In everyday social situations, normal hearing humans are able to listen to a speaker in the midst of other people talking and other sound sources. This is an example of a general problem termed auditory scene analysis. The understanding of auditory scene analysis remains a challenging problem in a diverse range of fields such as neuroscience, computer science, speech recognition and engineering, after more than 50 years of research. Although a difficult problem for machines and hearing impaired listeners, humans with normal hearing solve it with relative ease. This suggests the existence of a solution to this problem in the brain, but this solution remains unknown. This project will investigate how the brain solves this problem. By revealing circuits in the brain that contribute to the solution, this project will ultimately improve quality of life through applications in medical devices, e.g., hearing aids and cochlear implants; benefit society through applications in technology, e.g., applications for speech recognition; and create an educational platform to train students to integrate knowledge from a variety of disciplines to address challenging and important societal problems.

The spatial location of different sound sources is an important component of auditory scene analysis. The auditory cortex, with its unique spatial sound processing ability, is thought to play an important role in auditory scene analysis, although the underlying neural network mechanisms remain largely unknown. This project will investigate cortical circuits for auditory scene analysis in the primary auditory cortex of the mouse, employing powerful optogenetic tools to investigate both bottom-up and top-down mechanisms. First, the investigators will examine the influence of behavioral states on cortical spatial representations of sound mixtures across different cortical layers and test the hypotheses that such spatial representations vary across cortical layers and behavioral states of the animal. Second, the investigators will examine the causal role of parvalbumin positive (PV) inhibitory interneurons versus somatostatin positive (SOM) inhibitory interneurons in the primary auditory cortex, using optogenetic manipulations, and test the hypothesis that PV interneurons are critical in mediating bottom-up signaling, whereas SOM interneurons are selectively engaged during active behavioral states.

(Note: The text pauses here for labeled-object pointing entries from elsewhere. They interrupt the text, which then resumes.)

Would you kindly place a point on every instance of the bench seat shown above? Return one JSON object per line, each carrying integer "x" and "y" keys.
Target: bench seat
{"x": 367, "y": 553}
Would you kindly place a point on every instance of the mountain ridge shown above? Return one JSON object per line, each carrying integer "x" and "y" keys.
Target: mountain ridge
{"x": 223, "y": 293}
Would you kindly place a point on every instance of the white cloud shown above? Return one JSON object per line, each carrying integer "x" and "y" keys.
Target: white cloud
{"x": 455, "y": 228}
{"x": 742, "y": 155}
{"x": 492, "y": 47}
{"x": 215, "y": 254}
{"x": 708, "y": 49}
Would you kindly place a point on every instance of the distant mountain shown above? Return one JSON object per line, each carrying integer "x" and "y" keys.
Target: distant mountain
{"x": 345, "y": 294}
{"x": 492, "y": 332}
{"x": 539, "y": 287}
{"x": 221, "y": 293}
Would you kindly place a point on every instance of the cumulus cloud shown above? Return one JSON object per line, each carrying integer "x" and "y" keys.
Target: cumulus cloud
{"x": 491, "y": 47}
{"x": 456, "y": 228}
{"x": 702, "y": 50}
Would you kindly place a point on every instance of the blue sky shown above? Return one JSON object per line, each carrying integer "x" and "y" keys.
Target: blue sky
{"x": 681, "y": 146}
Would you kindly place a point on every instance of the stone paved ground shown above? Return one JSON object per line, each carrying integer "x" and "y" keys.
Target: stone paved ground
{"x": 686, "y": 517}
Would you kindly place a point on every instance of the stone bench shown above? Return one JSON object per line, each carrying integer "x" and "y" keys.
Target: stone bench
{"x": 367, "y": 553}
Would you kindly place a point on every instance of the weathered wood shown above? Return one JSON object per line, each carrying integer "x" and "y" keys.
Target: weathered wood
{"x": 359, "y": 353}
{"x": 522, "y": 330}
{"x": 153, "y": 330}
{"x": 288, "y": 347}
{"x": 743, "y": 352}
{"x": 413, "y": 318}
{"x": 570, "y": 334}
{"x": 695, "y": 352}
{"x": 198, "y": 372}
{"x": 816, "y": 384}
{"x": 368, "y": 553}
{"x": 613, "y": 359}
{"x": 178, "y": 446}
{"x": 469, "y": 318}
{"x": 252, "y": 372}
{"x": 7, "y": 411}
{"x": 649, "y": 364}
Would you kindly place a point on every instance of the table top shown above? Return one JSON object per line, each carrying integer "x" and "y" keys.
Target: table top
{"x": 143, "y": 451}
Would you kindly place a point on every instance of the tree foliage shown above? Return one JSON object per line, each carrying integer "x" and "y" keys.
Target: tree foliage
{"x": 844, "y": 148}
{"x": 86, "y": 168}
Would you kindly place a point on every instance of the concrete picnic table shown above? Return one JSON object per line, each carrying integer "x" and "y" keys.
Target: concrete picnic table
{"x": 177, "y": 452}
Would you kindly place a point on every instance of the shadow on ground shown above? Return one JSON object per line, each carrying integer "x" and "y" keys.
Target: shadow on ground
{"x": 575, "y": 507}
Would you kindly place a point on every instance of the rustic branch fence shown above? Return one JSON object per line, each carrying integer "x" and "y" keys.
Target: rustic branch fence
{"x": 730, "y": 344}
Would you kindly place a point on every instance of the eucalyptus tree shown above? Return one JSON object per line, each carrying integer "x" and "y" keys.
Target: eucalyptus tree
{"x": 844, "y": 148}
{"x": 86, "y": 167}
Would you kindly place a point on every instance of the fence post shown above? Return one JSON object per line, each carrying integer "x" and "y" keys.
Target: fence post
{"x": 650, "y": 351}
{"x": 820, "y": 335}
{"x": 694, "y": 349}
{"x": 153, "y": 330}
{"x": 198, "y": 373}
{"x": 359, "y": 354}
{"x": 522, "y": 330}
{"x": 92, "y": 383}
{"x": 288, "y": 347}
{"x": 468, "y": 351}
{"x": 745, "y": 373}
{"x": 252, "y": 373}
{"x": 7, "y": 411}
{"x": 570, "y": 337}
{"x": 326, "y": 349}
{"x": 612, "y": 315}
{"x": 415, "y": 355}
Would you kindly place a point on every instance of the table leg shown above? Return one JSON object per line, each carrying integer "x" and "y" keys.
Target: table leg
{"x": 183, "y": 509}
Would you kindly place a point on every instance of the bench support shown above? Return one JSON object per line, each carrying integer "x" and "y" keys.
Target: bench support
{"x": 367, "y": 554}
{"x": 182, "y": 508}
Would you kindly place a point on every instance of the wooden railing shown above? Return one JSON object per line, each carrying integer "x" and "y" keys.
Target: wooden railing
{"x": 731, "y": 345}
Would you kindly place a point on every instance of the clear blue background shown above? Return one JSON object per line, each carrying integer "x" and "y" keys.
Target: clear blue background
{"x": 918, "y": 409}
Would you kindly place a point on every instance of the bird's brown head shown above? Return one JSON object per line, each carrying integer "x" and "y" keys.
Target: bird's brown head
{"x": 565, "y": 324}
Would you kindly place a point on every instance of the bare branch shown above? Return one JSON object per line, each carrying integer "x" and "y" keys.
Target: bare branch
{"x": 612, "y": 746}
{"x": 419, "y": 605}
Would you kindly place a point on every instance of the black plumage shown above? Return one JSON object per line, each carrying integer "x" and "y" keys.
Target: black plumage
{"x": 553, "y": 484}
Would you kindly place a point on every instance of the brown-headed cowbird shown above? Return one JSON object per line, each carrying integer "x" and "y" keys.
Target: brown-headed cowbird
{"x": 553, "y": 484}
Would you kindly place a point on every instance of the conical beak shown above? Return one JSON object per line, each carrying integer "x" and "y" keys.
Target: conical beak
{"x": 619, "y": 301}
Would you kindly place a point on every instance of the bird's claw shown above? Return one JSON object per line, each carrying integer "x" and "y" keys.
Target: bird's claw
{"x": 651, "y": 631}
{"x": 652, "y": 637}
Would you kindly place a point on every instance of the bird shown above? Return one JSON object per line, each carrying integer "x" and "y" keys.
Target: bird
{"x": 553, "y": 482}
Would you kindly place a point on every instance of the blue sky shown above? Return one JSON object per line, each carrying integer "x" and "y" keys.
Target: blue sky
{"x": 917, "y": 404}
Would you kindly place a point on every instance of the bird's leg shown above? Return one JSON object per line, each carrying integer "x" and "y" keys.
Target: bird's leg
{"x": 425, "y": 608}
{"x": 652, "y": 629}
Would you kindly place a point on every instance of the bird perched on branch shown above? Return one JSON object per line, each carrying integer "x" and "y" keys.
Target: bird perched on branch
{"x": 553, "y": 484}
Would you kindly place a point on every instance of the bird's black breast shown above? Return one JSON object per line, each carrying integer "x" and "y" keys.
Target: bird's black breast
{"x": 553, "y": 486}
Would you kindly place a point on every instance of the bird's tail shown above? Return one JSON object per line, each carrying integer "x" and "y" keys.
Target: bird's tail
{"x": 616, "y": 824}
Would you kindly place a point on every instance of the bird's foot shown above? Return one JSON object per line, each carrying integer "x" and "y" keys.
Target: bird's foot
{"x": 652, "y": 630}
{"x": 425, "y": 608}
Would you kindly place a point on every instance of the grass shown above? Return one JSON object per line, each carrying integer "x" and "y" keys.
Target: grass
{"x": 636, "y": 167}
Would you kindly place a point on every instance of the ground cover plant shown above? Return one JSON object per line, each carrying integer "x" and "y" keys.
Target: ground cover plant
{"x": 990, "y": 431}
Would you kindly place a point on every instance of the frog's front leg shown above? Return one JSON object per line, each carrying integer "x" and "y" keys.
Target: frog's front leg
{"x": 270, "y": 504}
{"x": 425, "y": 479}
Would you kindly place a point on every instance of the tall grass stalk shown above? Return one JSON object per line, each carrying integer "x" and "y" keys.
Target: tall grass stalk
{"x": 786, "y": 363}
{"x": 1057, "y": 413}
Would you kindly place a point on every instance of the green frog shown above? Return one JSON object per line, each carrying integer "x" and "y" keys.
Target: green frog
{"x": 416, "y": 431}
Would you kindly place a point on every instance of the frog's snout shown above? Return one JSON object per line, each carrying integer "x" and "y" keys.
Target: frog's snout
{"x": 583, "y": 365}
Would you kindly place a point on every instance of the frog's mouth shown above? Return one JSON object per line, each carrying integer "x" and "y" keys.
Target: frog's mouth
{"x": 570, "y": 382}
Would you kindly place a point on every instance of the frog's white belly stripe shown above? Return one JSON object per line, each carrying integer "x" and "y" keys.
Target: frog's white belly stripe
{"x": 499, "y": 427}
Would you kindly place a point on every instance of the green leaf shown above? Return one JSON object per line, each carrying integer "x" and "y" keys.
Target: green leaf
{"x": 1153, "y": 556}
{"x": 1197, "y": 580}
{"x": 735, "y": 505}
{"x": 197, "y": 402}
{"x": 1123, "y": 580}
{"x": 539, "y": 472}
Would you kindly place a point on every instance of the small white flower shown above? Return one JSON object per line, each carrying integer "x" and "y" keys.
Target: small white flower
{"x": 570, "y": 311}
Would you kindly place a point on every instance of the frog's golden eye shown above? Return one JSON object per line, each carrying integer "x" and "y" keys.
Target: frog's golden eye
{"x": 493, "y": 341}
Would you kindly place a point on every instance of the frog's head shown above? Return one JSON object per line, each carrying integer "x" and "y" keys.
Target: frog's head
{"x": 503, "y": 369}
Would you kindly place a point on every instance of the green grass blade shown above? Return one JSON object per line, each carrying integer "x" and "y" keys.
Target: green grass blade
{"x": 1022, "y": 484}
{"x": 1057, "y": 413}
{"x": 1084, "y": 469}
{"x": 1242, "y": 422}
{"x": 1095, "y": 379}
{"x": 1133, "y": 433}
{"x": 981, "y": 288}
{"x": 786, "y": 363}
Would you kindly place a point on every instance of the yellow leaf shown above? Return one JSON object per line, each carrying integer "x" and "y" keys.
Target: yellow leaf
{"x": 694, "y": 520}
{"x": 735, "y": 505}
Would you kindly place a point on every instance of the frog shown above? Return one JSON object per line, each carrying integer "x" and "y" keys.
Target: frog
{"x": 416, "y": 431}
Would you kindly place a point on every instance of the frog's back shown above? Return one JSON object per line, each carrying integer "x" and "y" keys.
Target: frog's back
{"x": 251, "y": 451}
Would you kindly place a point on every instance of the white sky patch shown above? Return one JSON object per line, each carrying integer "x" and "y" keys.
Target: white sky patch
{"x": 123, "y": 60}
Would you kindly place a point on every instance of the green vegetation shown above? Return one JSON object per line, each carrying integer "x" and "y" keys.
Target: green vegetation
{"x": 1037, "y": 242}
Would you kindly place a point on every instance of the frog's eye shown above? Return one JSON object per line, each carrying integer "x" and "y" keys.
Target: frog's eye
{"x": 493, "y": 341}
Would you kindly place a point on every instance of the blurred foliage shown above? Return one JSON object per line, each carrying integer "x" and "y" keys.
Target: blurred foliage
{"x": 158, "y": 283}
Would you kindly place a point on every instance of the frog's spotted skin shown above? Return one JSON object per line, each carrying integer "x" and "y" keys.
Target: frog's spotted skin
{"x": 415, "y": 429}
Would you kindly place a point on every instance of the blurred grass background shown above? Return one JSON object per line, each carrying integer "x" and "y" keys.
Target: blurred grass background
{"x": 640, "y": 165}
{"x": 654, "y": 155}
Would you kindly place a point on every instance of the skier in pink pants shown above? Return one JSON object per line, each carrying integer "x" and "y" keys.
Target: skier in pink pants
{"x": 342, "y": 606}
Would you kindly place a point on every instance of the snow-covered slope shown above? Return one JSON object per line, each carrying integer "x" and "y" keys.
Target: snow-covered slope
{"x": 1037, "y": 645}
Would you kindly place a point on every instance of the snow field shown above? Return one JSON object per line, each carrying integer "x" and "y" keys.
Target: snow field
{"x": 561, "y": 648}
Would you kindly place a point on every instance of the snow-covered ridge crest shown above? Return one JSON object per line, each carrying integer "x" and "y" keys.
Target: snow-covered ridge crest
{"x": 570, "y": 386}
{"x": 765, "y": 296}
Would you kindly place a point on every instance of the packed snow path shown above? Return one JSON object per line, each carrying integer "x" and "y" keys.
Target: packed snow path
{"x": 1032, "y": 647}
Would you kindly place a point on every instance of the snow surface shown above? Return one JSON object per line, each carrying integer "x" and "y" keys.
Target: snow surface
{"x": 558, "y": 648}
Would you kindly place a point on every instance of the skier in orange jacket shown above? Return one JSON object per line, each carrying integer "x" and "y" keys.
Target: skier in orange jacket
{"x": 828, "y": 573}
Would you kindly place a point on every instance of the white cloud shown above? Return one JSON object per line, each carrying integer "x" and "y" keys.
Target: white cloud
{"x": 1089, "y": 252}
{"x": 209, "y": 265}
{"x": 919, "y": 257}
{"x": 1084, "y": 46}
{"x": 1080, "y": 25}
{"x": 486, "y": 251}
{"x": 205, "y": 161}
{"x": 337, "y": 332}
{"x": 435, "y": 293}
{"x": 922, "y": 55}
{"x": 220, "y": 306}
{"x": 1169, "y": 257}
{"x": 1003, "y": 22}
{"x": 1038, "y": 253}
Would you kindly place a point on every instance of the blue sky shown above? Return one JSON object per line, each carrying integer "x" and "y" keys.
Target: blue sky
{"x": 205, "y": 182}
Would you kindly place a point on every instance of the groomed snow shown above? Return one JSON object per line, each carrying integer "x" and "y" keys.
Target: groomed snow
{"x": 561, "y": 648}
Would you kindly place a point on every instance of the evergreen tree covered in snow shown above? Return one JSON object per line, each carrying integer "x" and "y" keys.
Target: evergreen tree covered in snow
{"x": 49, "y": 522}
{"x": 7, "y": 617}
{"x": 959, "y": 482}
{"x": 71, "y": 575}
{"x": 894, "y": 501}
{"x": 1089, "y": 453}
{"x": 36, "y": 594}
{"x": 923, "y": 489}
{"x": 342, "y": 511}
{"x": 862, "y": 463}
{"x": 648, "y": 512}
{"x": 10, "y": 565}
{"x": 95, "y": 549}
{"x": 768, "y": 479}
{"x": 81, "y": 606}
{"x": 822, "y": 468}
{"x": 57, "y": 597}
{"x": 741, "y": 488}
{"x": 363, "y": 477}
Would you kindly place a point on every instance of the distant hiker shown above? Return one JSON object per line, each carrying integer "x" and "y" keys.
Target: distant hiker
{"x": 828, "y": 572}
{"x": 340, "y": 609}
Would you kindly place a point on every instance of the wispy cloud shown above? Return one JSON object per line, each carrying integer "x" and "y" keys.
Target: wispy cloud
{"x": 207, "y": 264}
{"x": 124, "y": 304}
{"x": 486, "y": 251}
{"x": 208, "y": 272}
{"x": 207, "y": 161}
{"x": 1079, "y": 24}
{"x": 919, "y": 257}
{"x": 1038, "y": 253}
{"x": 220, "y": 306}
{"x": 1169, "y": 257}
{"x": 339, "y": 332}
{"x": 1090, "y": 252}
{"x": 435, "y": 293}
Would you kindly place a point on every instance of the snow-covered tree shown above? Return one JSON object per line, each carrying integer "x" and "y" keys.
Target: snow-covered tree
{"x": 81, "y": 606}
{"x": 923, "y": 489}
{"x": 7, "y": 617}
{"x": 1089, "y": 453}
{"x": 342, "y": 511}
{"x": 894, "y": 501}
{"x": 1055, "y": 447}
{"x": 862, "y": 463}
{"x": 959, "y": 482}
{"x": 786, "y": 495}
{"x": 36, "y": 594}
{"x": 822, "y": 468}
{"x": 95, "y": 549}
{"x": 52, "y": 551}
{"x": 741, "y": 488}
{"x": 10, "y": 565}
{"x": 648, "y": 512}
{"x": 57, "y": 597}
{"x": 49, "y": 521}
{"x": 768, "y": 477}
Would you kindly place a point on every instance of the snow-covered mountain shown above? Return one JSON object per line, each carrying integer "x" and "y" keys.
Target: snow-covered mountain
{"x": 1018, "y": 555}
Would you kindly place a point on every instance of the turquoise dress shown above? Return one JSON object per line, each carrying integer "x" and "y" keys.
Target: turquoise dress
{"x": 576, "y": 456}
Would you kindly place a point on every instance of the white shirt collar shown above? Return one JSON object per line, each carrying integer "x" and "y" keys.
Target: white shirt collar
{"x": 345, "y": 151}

Finally, the investigators will construct a computational model of the primary auditory cortex including excitatory, PV and SOM neurons to explain the experimental results and make predictions for future experiments.

This award reflects NSF's statutory mission and has been deemed worthy of support through evaluation using the Foundation's intellectual merit and broader impacts review criteria.

The ability of our auditory systems to recognize target sounds in a mixture of other sounds is fundamental to normal healthy function and communication. For example, during the course of a normal day we must communicate with a conversation partner in the presence of other sounds, e.g., other people talking, music, sound of cars etc. Like humans, many animals are capable of listening to a single sound source in a mixture of sources. Thus, neural circuits for solving the CPP also likely exist in animals. This proposal, will investigate how the auditory cortex contributes to solving this problem by unraveling cortical circuitry that underlies the processing of complex sound mixtures, using powerful experimental tools available in mice. By providing new insights into cortical mechanisms that help solve this problem in the normal brain, this proposal may impact the development of novel therapeutic strategies for the hearing impaired, who have great difficulty solving this problem, and improve hearing assistive devices, e.g., hearing aids and cochlear implants.